You roll out a new hyveguard-bin to one node. Within five minutes the cluster's MPC layer falls below threshold and starts rejecting derive calls. Within fifteen minutes more nodes have self-quarantined. Within thirty you have a cluster of four nodes all convinced the others are compromised, and a sweaty operator wondering whether they should reach for the rollback or the off-switch.

Mechanism

The Merkle layer correctly observes that the freshly-deployed node's hyveguard-bin hash differs from its peers'. Each peer notices the diff independently. Each peer therefore raises a merkle_tamper trigger. Our quarantine engine applied the trigger per peer per cycle: with three peers all noticing the diff, that's three triggers per five-minute cycle, which hits the three-strike threshold instantly. The deploying node self-quarantines on the spot.

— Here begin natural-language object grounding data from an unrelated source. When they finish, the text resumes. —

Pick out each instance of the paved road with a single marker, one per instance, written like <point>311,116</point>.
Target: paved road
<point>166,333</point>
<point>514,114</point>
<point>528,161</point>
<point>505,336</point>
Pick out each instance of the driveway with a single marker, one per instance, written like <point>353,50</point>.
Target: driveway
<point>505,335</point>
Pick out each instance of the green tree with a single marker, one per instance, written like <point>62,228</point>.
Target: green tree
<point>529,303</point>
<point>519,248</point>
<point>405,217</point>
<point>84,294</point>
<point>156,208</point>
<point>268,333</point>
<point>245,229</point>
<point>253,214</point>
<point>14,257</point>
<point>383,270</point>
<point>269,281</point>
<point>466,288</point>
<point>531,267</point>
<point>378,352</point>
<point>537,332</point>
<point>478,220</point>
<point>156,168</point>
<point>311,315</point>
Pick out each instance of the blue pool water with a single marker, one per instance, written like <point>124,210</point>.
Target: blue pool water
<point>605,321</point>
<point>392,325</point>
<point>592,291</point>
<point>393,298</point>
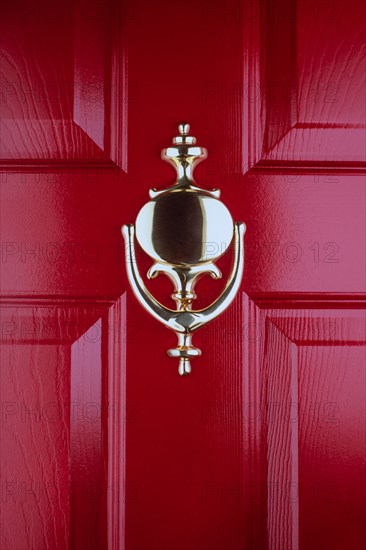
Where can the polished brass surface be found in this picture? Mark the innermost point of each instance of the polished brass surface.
(184, 229)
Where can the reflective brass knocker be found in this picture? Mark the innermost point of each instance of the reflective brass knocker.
(179, 228)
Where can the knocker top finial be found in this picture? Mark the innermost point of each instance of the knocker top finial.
(184, 136)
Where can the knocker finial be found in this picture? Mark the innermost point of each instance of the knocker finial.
(184, 229)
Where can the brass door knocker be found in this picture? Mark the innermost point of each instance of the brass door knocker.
(177, 229)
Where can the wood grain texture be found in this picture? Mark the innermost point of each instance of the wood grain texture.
(57, 102)
(308, 361)
(309, 116)
(62, 425)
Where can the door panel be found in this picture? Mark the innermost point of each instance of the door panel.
(61, 397)
(91, 94)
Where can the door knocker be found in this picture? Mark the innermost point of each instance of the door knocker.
(177, 228)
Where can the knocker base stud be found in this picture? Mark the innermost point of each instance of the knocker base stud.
(174, 229)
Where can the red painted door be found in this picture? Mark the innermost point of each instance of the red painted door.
(103, 445)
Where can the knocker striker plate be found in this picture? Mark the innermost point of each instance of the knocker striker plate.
(184, 229)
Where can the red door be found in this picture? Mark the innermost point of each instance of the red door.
(103, 445)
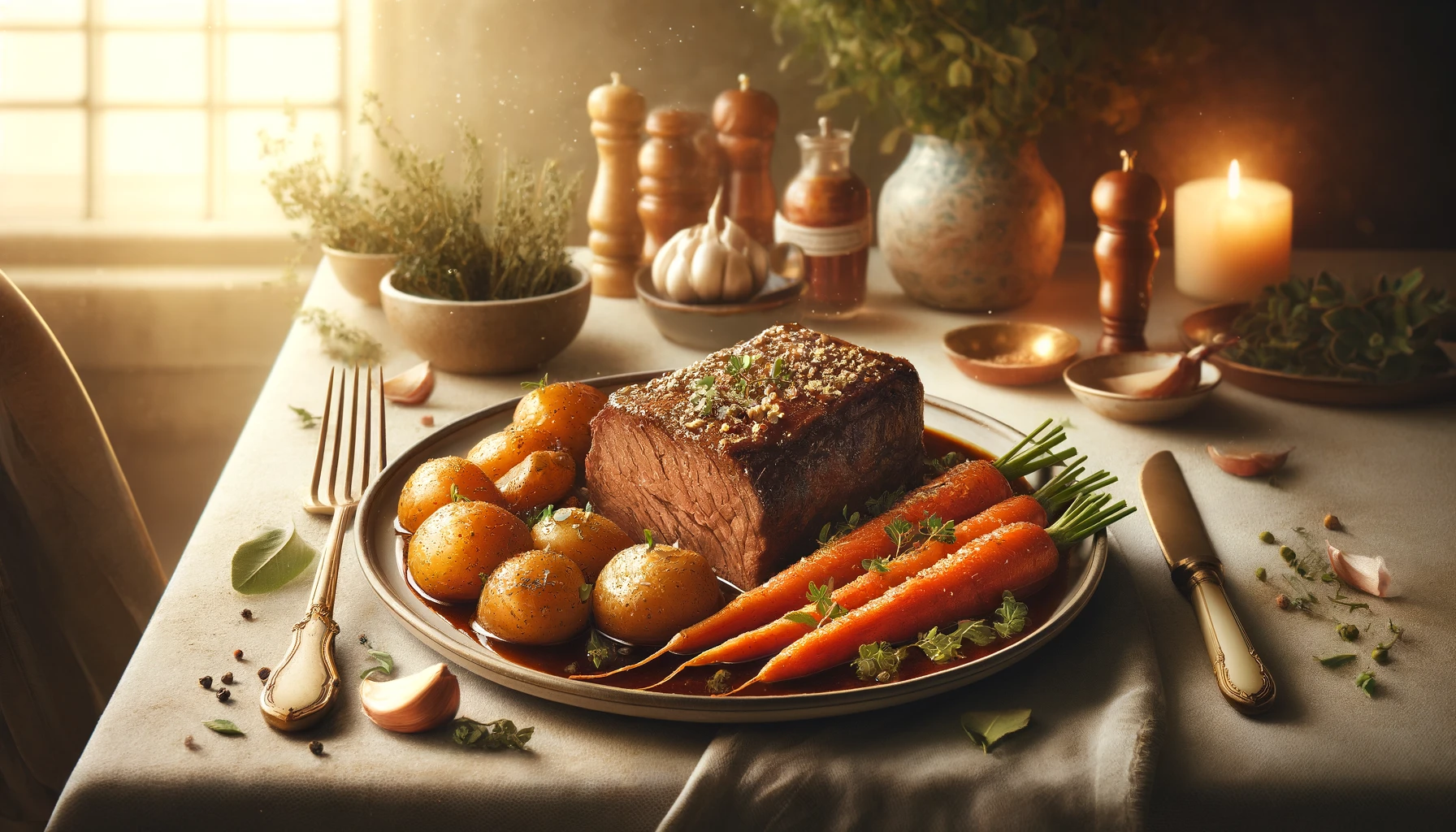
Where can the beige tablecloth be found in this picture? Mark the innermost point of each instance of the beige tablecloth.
(1327, 755)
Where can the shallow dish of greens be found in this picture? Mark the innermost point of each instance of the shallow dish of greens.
(1316, 340)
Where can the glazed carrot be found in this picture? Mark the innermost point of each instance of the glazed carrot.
(961, 492)
(963, 585)
(782, 631)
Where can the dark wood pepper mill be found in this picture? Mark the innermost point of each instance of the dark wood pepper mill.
(673, 163)
(1127, 204)
(746, 119)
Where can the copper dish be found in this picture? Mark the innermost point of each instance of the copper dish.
(1009, 353)
(1203, 325)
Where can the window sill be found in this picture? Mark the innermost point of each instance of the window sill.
(150, 244)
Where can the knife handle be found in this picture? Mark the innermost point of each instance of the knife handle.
(1241, 674)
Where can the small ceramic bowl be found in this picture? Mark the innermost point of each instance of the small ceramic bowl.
(1085, 378)
(718, 325)
(488, 337)
(358, 273)
(1012, 354)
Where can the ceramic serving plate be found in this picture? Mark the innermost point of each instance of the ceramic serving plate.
(1204, 325)
(379, 554)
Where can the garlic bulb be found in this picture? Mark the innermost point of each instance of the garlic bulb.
(702, 264)
(414, 703)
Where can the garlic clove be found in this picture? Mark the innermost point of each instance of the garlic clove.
(678, 271)
(413, 387)
(665, 258)
(708, 266)
(1365, 573)
(413, 704)
(1253, 464)
(737, 277)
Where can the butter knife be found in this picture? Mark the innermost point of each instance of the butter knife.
(1198, 574)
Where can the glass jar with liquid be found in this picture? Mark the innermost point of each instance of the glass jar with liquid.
(826, 213)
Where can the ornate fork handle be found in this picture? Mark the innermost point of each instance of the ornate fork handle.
(303, 688)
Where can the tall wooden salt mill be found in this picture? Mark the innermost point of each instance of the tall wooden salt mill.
(746, 119)
(616, 232)
(1127, 204)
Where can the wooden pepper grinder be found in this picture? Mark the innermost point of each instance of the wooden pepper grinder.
(746, 121)
(616, 232)
(1127, 204)
(672, 187)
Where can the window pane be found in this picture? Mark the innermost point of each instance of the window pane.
(42, 66)
(245, 196)
(154, 165)
(283, 12)
(178, 12)
(42, 11)
(268, 69)
(42, 165)
(154, 67)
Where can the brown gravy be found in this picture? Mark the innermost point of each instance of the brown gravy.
(571, 657)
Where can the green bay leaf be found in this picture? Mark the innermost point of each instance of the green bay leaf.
(987, 727)
(270, 558)
(223, 727)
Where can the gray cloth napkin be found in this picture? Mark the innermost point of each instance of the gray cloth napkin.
(1084, 762)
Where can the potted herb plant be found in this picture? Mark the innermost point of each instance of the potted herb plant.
(972, 219)
(351, 222)
(475, 299)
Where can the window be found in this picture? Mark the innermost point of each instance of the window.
(150, 110)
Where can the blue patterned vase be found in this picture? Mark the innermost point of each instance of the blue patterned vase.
(972, 228)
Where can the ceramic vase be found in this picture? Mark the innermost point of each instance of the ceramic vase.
(973, 228)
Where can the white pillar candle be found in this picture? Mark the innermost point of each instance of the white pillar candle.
(1231, 236)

Fifteen minutes later the same thing happens to the next node you upgrade, because the second wave of upgraded nodes now disagrees with the un-upgraded ones. Cascade.

The Merkle detector was working exactly as designed. The accounting layer was wrong.

Fix

Three changes:

  1. Per-cycle trigger dedup. Collect all peer observations first, then call the quarantine evaluator at most once per drifted file per cycle. Multi-observer agreement is still enforced — by the DAG response engine — not by counting strikes from the same diff multiple times.
  2. Operator-controlled allowlist. A file at /etc/hyveheim/hyveguard-accepted-hashes can list both the old and new hash of any binary during a planned rollout. A diff is suppressed only when both local and peer hashes are in the allowlist. Attacker swaps to an unlisted hash are still flagged.
  3. Downgrade-detect flag on checkpoint entries. The minimum protocol version is part of the FROST-signed payload, so a man-in-the-middle stripping the post-quantum signature can't also edit the version field without invalidating the signature.

Lesson

Tamper detection that conflates "is the deployed code different from before" with "is someone tampering" punishes the maintainers more than the attackers. The cure is to give the legitimate operator an explicit channel for "yes, I'm doing this on purpose" — without ever hiding what's actually deployed from the cross-peer Merkle layer.

The other lesson: a cluster that auto-quarantines too aggressively isn't more secure. It's just brittle. Self-protection that takes the cluster down is itself a denial of service the attacker would have happily caused.

What this means for you

It means the cluster you're attacking right now does not lock itself out of operations during routine ops. If you observe a deploy in progress (binary hash drift visible at the Merkle layer), that is not a window where the cluster is auto-paralysed and easier to compromise. The allowlist closes that window. Compromising the cluster requires you to make the cluster do something it would not do under any legitimate operation — which is, broadly, the entire point.

Operator's note

If you're reading this and thinking "obviously the trigger should be deduplicated" — yes. We agree. We didn't see it until the cluster taught us. Sometimes the tutorial is the bug.